Thursday, September 27, 2012


There is something sort of comforting about living according to the seasons, something natural and reassuring in eating what comes from the fields next door rather than across the ocean.  There are times, of course, when it would be nice to be able to eat out of season.  I have missed asparagus (available for only a few weeks in the spring).  I have had way too much of peppers, zucchini and eggplant.  But overall, eating locally and seasonally here in Cervinara has proven to be a healthy and happy way of life.
We know when the seasons change here by what is on our plates.  When we arrived at the end of May, we were able to enjoy the strawberries and cherries that were bursting with juice.  I remember picking strawberries in Connecticut as a child.  Those sweet red gems would stain our hands and lips as we ate as many as we picked.  What a treat to have homemade strawberry shortcake for supper as a reward for our hard work!  I fear that children in Connecticut now have no idea what a real strawberry tastes like; those hard, dry berries from California will never measure up.  I would rather have the real thing for a few weeks than the genetically modified version that we get now.  Well, the strawberries here are like those of my youth; imperfectly shaped, but full of juicy sweetness. 
Come summer, the peaches come into season.  For us, a peach is a peach.  For the folks here, every peach is different and worthy of its own recipes.  There are red peaches, white peaches, and percocche to dunk in a glass of red wine.  There are fuzzless peaches and tiny early peaches that are sweet and satisfy that need for peach flavor before the big ones are available. Then there are the melons.  Oh the melons!  Long watermelon, round watermelon, cantaloupes, yellow wrinkled melons (these have been superb this year), melons that are hung to dry to be consumed at Christmas.  The melons are amazing!
For veggies, we are never lacking.  Green beans in early summer, and then later in the fall the second crop comes in.  In between, they can't be found.  Summer squashes, peppers, and eggplant abound through the hot months of July and August.  Mid-way through September, we start to have broccolini, those bitter greens that go so well with orecchiete and sausage.  Orange squash, similar in color and flavor to our butternuts, but shaped more like a pumpkin show up on the fruit trucks.  Fall is the time for those rich, comfort foods that everyone craves.
But the true sign of the change of seasons, and of the local produce we love, are the mushrooms.  When it rains in September, the mushrooms begin to sprout.  Folks trudge up and down the mountains, wearing Wellies and flannel shirts, carrying baskets for their prizes and special sticks to pry these treats from their hiding places, all in search of the wild mushrooms.  I've never been brave enough to try to identify the good ones from the poisonous ones, so we rely on the generosity of our friends to satisfy our cravings. 

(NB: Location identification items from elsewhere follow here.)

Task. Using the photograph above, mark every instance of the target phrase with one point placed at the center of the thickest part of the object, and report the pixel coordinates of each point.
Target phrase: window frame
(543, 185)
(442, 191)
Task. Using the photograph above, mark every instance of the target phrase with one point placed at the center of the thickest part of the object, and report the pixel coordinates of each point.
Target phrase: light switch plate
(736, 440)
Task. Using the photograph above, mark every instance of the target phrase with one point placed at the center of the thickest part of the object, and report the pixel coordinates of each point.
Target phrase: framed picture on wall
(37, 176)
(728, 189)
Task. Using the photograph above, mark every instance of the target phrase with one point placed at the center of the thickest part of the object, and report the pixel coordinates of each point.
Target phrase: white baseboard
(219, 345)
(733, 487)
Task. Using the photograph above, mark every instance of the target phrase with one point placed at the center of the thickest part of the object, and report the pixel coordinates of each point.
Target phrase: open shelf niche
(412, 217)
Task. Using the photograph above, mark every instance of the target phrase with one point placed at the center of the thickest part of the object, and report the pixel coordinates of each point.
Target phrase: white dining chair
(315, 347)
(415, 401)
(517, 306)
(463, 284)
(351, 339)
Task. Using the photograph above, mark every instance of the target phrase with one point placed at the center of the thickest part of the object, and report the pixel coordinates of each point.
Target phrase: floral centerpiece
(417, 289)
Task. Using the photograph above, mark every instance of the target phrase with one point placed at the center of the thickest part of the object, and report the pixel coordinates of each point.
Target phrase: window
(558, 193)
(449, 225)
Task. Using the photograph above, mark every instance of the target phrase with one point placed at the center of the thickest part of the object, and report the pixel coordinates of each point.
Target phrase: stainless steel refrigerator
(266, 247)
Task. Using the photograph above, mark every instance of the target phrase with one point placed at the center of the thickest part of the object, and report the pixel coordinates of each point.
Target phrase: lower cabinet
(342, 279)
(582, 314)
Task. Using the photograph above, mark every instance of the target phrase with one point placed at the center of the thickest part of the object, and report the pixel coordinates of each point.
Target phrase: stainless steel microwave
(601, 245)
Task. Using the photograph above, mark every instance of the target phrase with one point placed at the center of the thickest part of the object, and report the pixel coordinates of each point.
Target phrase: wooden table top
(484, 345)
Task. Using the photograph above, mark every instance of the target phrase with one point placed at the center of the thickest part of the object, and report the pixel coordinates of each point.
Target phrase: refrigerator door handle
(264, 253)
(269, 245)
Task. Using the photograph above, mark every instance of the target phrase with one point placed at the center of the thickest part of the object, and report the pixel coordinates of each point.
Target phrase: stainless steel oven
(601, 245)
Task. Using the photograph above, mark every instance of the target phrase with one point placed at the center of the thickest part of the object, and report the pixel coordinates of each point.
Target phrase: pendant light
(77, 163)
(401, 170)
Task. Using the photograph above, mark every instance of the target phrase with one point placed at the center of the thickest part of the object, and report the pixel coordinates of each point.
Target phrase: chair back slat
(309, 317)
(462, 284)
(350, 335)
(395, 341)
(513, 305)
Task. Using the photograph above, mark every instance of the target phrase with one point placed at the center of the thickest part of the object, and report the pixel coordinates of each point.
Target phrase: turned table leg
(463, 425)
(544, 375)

Yesterday, Giovanni Raviele, a distant cousin, came by with a big plate of these treasures.  There were "tuorli" (egg yolks) that look just like a hard boiled egg.  These are best sliced very thin and marinated in lots of fresh lemon juice.  There were porcinis, that are best sauteed up with some garlic and onion.  And there were other kinds, of unknown name but of stupendous flavor, that I have chopped up and frozen so that we will be able to enjoy these treats a bit longer.
Today I made a mushroom risotto that was pretty darn good, if I do say so myself.  Just a bit of onion, a cup or so of the mushrooms, a hot pepper and some broth was all we needed to make a creamy, yummy risotto that really hit the spot. 
I know that in Connecticut we can never really live according to the seasons.  When I go back to my Stop & Shop, I'll be buying asparagus all winter and will enjoy it too.  But living here in Cervinara has given me a sense of how our forbears used to live, how they carefully preserved whatever came from their land and how every season was special.  I appreciate now how the authenticity and origin of our food really do matter.  Buon appetito!